Power, PSU, and case sizing

Top-tier inference cards draw serious power. Budget 1,000 W+ PSUs for a single 5090 or 4090; 1,200 W+ for dual-GPU tensor-parallel setups. Thermals matter for sustained inference workloads — a 5090 under a 30-minute code-generation pass will hit 80 °C+ in a poorly ventilated case and throttle. Plan airflow before you plan the GPU.


FAQ

What VRAM do I need to run Llama 3.1 70B locally? Llama 3.1 70B at q4_K_M quantization requires ~42 GB for weights plus 3–8 GB of KV cache depending on context length. You need either a single 48 GB card (RTX A6000, RTX PRO 6000 Blackwell, AMD Radeon Pro W7900) or two 24 GB cards (2× RTX 4090, 2× RTX 3090) with tensor parallelism in vLLM or llama.cpp. At q3_K_M you can squeeze it into 33 GB but quality degrades measurably on reasoning benchmarks.

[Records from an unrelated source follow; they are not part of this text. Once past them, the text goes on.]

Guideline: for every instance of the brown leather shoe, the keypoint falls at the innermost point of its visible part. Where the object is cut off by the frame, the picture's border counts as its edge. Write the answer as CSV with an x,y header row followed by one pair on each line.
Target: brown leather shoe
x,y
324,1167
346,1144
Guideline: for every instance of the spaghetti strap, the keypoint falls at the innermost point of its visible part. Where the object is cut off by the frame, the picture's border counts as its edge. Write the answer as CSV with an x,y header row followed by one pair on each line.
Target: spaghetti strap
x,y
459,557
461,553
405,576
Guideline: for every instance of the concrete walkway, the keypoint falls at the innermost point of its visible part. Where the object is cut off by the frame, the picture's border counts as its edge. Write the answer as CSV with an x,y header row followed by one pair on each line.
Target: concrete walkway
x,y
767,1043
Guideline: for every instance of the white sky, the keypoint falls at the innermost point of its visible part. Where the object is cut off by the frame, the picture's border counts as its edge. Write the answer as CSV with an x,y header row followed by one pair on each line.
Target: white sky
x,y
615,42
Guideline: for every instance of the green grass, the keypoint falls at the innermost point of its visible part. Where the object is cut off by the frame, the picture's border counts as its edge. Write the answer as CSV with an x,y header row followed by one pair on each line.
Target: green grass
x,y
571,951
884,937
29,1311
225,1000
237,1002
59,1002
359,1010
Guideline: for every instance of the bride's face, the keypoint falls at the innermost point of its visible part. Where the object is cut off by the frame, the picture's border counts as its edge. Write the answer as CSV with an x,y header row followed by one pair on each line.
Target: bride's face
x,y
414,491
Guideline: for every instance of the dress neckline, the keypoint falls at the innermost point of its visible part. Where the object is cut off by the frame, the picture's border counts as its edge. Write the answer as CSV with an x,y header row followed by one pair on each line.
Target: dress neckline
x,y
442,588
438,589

Is the RTX 5090 worth the upgrade over an RTX 4090 for LLMs? For 7B–13B models where generation is bandwidth-bound, yes — the 5090's 1.79 TB/s memory bandwidth delivers roughly 40–50 % more tok/s than the 4090's 1.0 TB/s. For 70B-class work, two RTX 4090s in tensor-parallel often beats a single 5090 because you get 48 GB of combined VRAM (fits 70B q4) versus the 5090's 32 GB (doesn't). Buy the 5090 if you stay below 24 GB models and want the single-card ceiling.

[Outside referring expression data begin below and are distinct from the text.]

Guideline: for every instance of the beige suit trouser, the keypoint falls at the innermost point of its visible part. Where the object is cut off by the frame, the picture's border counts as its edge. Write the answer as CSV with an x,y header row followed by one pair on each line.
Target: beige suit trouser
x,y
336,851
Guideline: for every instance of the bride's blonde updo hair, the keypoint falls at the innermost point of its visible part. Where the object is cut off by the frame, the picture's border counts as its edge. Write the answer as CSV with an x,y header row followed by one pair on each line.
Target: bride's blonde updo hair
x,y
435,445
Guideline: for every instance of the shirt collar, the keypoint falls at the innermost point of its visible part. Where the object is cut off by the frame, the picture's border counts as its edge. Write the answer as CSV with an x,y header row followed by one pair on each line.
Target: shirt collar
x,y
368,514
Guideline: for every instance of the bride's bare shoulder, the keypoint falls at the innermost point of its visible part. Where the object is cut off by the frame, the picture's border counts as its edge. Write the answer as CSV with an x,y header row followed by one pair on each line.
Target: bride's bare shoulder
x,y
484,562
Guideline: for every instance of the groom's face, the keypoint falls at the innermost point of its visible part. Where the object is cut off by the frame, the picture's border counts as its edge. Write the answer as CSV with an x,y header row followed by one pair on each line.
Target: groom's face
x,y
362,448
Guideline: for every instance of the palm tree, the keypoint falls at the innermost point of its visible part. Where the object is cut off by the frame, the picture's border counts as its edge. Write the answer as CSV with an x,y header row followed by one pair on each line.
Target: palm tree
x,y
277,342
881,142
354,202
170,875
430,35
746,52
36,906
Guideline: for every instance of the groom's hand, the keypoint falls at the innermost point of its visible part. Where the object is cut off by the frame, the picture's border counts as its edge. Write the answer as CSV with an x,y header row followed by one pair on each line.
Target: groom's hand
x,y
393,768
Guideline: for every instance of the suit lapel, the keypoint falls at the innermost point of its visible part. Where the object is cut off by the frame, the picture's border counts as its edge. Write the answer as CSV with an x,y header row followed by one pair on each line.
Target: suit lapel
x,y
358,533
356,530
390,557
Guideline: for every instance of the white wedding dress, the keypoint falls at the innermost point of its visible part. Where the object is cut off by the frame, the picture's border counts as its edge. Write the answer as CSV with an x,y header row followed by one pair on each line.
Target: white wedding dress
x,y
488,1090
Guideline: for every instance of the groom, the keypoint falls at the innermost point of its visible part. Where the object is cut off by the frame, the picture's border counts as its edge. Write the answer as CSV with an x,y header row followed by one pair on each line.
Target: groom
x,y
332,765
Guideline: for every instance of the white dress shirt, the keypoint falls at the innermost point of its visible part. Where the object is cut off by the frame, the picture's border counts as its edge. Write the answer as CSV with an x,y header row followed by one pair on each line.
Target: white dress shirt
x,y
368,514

Can I run local LLMs on an AMD GPU in 2026? Yes — ROCm 6.x with llama.cpp, vLLM, and Ollama is fully functional in 2026. AMD RX 7900 XTX users report 18.5 tok/s on Llama 3.1 70B q4_K_M via llama.cpp and 75 tok/s on 7B-class models. The gap to CUDA has closed for inference, but fine-tuning frameworks (Unsloth, Axolotl) and advanced inference tooling (TensorRT-LLM, ExLlamaV2) remain CUDA-only. For pure inference on open-weight models, an AMD card is a real option; for experimentation and research, NVIDIA still wins.

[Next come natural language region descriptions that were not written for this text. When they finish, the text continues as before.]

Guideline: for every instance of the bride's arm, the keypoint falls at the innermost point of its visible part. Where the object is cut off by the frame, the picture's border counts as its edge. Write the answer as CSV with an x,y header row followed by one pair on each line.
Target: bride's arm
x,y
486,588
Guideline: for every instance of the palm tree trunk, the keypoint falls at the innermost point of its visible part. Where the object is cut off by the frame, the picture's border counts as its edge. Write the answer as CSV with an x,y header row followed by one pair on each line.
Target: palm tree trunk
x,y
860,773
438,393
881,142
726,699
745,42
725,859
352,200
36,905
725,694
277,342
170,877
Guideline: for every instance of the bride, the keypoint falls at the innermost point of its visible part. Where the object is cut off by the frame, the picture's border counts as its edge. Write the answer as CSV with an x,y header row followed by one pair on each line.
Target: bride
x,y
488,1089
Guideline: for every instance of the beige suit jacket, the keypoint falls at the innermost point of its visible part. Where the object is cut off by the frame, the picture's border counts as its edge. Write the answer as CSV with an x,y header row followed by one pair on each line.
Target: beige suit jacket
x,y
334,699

How much does a multi-GPU setup help for LLMs? Tensor parallelism in vLLM (and now llama.cpp with -sm row) genuinely scales: two RTX 4090s on Llama 3.1 70B q4 hit ~34 tok/s versus ~18 tok/s on a single card splitting with -sm layer. But it requires PCIe 4.0 x8 or better per card (x16 ideal), NVLink helps but isn't required on Ada, and it adds configuration complexity. For 70B models, two cards + vLLM is roughly 1.7–1.9× faster than one card with layer offload.

Is 16 GB of VRAM enough for local LLMs in 2026? For 7B–13B models at q4–q8, yes — plenty of headroom. Llama 3.1 8B at FP16 uses ~16 GB, so you'll quantize; at q4_K_M it's ~5 GB with plenty of room for 32K context. You cannot run 32B models at any usable quality without CPU offload, and you absolutely cannot run 70B. 16 GB is the right tier for developers doing code completion, classification, summarization, and small-model RAG. It's the wrong tier if "local" means "70B-class reasoning model".


Sources

  1. llama.cpp GPU performance benchmarks (GitHub Discussions) — source for RTX 5090 and 4090 tok/s on Llama 2 7B.
  2. LocalLLaMA benchmark megathread on Llama 3.1 70B — source for dual-4090 tensor parallel numbers.
  3. Phoronix Llama 3 benchmarks (RTX 4090 llama3:8b q8_0) — source for 54.2 tok/s 4090 measurement.
  4. Windows Central RTX 5080 Ollama benchmarks — source for 128 tok/s gpt-oss:20b MXFP4 and companion numbers.
  5. llm-tracker RTX PRO 6000 Blackwell benchmarks — source for 405B IQ2_XXS and 7B q4_0 measurements.